To put it simply, kitting is a method of bringing individual, but related products, parts to items and packaging them together to make them into one ‘kit’.
It is a process of simplifying the complex process and components of part management which eliminates time searching for items to bundle up to be sent off from OEMs. Kitting is usually performed by warehouses who manage and distribute parts as well as prepare them.
Kitting is a process of grouping inventory, packaging it up and selling it as a whole rather than individually. It is a method which offers a higher rate of saving and allows all OEMs to clear stock and for customers to get a kit of products as a whole rather than individually.
When it comes to kitting it could range from anything including products to spare parts. Products are sold as more of a whole e.g. a computer kit supplying the monitor, hard-drive, keyboard and mouse together as a bundle to spare parts for items that may need to be used together to maintain a functioning product.
The products are then ready to be shipped to get the customer in need as soon as the order comes in.
Without kitting it is very hard to be efficient within the OEM space, so we have a few benefits to show you why kitting will help organize and customize inventory.
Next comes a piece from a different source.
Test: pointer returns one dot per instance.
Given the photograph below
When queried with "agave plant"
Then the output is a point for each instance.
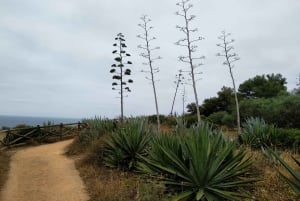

The benefits from kitting early outweigh not using the process and these include:
- Improves the turnover of inventory by making it easily accessible
- Assists in the organization and assembly of parts, it is smart and produces an effective workflow
- Helps with time management, kitting reduces time handling and the workload it takes to organize and send parts from a case by case process
- Makes more space within the warehouse, bundling inventory to send off straight away makes room for more stock
- Improve the supply chain from an OEM to the customer so the process to smooth and timely, having kits made up allows for a fast turn around
- Helps with stock management, when the inventory is kitted it allows the OEM to know what of kind parts they have and what needs to be made or ordered
It makes complete sense to use kitting as part of any OEM to provide kits to create the ultimate chain supply, to have storage space and reduce costs as well as create flexibility. However, not as many OEMs are using kitting as part of their operations as there should be, it is a very important merchandising tool that is heavily overlooked.